Here Gator Gator
I was out in prime waters to see alligators, any other time of year. It's a bit chilly for them, since this morning's lows were in the upper 30s and the highs never got into the 60s. No sightings, no tracks on the banks. Thank God, really. Snarky subtitle aside, I'm really in no mood to deal with one of those scaly buggers in a capsize-happy, flimsy sliver of a kayak with a gunwale scant inches above the waterline.
This was an after-school paddle; once I wrapped up class just after 1 this afternoon I headed home, had a decent lunch of leftover steak and mashed potatoes, and got ready to go. After gathering all my gear and ensuring that the camera had fresh batteries, I set off for Tucker's Launch, hitting the water at 3.
With 2 1/2 hours of daylight remaining, I had to crack on to make it to the Cochrane Bridge, my intended turn point, and back to the launch before twilight ended just after 5:30.
The distance covered was 9.5 miles; time enroute was 2 1/2 hours; these comp out to an average pace of 3.7 mph. Considering that I made several stops to snap photos and wait for a handful of barges and tugs to pass, I averaged a 4 mph pace per my GPS display. Not bad for a stumpy 10-foot-long, 28-inch-beam entry level kayak. This is the fastest paddle trip I've made yet.
1: Pumphouse Canal:
I made a short detour into the canal to check it out, planning to take it further next time I'm out that way. Narrow and wildlife-laden, it's well worth seeing once or twice.
2: Turntable rail bridge (upstream of Cochrane Bridge):
Rail bridge configured to permit passing barge traffic. In 1993 a tug pushing six barges got lost in heavy fog and collided with a similar bridge a few miles away at Bayou Canot. The collision pushed the end of the span three feet out of true just minutes before an Amtrak train passed over and derailed, disintegrating the bridge and resulting in the deaths of 47 passengers.

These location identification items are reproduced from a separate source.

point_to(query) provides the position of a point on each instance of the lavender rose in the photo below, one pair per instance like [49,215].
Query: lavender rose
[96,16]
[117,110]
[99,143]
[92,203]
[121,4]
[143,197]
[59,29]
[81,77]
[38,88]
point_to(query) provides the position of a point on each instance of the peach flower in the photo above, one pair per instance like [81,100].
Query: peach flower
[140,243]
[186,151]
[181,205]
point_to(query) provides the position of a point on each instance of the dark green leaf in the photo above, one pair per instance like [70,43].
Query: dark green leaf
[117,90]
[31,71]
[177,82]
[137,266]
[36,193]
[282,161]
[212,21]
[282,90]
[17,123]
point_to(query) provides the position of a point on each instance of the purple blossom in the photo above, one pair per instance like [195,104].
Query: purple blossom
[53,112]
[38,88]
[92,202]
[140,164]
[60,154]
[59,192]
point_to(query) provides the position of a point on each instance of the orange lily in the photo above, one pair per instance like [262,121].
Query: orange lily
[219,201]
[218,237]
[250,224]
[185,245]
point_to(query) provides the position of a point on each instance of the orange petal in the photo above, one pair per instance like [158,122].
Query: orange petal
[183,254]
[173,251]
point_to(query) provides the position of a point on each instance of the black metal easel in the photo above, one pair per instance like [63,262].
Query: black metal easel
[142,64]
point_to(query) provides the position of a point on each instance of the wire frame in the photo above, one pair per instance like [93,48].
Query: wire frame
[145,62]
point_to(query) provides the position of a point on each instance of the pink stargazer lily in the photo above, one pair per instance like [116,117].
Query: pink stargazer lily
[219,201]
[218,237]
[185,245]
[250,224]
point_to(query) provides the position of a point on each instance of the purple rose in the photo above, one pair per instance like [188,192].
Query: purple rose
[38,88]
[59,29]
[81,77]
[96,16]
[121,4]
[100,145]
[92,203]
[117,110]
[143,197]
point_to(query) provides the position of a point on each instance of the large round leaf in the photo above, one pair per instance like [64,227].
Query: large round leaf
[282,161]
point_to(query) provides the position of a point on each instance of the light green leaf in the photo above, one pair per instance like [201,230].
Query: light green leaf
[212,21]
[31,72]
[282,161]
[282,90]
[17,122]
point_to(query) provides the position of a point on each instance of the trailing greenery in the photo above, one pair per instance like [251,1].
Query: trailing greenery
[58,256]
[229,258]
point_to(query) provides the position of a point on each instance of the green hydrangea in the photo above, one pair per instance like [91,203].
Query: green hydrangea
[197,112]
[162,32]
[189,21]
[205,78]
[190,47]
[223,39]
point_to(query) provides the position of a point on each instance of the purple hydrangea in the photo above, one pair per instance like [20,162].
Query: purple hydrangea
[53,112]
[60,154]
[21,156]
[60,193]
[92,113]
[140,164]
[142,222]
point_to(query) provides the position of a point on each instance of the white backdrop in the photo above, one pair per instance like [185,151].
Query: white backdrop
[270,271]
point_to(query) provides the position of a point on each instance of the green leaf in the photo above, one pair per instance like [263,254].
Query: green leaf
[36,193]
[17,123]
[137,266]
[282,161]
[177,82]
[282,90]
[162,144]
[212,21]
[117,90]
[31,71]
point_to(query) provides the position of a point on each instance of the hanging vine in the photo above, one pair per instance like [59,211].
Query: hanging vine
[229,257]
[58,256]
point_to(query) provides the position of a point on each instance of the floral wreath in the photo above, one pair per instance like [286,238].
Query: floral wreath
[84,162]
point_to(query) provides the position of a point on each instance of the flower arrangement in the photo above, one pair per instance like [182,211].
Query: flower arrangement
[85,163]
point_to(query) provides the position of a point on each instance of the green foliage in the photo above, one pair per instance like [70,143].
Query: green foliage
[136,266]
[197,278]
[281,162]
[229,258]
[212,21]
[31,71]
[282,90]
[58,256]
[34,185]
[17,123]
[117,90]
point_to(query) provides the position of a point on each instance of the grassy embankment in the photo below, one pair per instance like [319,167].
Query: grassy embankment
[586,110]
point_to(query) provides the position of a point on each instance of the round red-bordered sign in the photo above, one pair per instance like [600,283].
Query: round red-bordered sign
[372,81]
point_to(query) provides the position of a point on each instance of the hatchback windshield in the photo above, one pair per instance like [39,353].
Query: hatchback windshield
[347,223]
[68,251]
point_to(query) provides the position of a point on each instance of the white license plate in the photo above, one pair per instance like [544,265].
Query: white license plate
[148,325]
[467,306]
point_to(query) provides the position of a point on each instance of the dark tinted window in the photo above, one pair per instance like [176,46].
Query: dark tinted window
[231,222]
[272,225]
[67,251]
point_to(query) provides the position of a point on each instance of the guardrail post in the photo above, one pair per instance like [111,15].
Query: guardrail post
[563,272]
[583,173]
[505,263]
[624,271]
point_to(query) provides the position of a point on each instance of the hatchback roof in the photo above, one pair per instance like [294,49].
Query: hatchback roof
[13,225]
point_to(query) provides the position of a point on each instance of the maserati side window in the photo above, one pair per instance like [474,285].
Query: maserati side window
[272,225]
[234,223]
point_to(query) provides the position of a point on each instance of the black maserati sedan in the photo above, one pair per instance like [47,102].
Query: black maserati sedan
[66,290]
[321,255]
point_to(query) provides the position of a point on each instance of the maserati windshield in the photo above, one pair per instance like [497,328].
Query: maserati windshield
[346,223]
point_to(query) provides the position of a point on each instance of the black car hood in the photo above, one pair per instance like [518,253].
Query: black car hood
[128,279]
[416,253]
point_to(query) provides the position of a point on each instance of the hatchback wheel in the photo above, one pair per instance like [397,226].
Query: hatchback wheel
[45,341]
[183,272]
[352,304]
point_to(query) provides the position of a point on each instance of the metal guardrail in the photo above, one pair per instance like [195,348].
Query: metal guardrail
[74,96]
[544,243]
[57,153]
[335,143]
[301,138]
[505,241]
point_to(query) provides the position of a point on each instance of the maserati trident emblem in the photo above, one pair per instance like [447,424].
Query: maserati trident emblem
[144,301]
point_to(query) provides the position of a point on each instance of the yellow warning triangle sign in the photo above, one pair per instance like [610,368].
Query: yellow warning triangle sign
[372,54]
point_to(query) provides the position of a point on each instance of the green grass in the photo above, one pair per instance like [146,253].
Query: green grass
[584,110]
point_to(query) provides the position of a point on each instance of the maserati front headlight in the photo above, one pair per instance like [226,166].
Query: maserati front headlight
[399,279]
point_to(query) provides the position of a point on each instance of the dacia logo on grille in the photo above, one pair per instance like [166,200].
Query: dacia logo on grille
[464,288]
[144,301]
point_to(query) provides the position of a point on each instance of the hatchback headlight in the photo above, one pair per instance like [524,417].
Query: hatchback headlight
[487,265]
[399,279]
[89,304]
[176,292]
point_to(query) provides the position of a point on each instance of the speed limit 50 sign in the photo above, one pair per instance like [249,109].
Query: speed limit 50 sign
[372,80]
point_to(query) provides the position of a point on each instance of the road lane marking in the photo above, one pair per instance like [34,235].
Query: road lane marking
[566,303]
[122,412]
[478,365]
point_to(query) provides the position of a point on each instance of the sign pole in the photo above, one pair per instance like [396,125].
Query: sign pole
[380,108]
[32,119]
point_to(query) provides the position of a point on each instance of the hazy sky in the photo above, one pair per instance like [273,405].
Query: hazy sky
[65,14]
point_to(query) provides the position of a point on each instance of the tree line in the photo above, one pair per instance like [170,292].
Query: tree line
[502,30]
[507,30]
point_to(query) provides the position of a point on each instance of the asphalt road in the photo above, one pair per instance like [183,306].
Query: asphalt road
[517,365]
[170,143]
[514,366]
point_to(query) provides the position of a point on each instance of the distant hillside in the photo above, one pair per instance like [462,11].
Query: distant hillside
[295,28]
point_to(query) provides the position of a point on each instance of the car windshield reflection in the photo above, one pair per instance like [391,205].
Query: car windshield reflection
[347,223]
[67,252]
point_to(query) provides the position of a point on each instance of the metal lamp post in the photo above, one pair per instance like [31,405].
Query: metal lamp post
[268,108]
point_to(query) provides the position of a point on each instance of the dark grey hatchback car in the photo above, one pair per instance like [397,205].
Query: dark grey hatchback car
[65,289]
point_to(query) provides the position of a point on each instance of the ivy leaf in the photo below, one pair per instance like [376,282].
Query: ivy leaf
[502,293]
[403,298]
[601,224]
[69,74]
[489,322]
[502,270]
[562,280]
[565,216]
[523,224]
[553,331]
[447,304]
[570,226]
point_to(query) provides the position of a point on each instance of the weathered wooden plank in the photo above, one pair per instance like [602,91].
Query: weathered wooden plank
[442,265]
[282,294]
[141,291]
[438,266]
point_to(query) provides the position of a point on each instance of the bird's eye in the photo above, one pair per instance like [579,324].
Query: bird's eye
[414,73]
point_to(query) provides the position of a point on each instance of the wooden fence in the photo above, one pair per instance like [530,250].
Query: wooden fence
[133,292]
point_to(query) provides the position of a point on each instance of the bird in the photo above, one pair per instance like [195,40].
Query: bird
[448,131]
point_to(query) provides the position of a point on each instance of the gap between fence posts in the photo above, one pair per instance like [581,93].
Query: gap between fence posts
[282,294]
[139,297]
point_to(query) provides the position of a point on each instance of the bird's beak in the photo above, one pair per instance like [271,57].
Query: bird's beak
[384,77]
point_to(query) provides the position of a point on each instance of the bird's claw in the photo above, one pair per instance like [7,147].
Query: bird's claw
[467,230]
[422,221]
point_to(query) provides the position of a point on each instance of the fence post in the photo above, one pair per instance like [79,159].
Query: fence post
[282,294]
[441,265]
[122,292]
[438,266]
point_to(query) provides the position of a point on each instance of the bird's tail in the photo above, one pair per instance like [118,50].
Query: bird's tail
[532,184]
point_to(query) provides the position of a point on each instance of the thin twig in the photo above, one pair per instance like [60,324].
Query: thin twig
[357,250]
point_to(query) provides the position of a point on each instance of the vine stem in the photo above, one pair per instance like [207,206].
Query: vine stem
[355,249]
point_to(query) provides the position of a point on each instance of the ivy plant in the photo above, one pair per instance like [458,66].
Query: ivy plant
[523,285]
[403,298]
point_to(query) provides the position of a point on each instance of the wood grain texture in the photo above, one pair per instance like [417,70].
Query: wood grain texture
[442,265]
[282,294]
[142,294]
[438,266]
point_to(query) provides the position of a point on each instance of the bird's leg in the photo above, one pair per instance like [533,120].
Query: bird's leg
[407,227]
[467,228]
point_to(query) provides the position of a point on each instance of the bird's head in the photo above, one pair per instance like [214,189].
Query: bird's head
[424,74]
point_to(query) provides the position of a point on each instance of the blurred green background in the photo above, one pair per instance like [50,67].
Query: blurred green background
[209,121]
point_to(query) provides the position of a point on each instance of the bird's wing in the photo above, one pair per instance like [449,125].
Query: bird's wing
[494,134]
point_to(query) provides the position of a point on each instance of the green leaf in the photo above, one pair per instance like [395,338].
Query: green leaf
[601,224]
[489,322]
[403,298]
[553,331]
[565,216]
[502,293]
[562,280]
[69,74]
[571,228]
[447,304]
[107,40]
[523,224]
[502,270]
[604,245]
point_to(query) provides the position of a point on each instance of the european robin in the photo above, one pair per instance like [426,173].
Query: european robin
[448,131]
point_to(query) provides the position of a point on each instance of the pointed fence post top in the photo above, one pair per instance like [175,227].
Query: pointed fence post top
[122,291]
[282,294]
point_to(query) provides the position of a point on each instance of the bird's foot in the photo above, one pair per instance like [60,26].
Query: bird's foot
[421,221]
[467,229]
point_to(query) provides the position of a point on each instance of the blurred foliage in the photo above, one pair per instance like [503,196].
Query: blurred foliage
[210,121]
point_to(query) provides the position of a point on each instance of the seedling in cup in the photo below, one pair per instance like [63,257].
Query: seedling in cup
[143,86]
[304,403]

More here.
3. Cochrane Bridge: This bridge sustained damage when Katrina hit, but not owing to any structural weaknesses; an oil rig moored in the shipyard downstream broke free and was washed into the span by the storm surge. It's not particularly large by suspension bridge standards, but from a kayaker's perspective (mere inches above the surface), its 140-foot clearance height cuts an impressive figure.
4. Concrete ship: It has been speculated that this is the S.S. Latham, one of a class of ill-conceived and impractical ships built of concrete during World War I. The aged, unseaworthy hulk appears to be in use as an auxiliary pier these days.
5. Docks at sunset: I haven't been out on the water this late yet. It's worth it on a crisp, clear day like this.
6. Dusk in the wetlands:
Wow. It would have been perfectly silent and still, if not for the tug traffic. Even as it was, I'm not complaining.
7. Journey's end: Under the rail bridge and Highway 43 back to Tucker's and thence for home. An exhausting, albeit exhilarating, trip. When I started paddling regularly just over a month ago I never imagined that I'd be able to sustain a 4-mph pace for 2 1/2 hours. What a workout!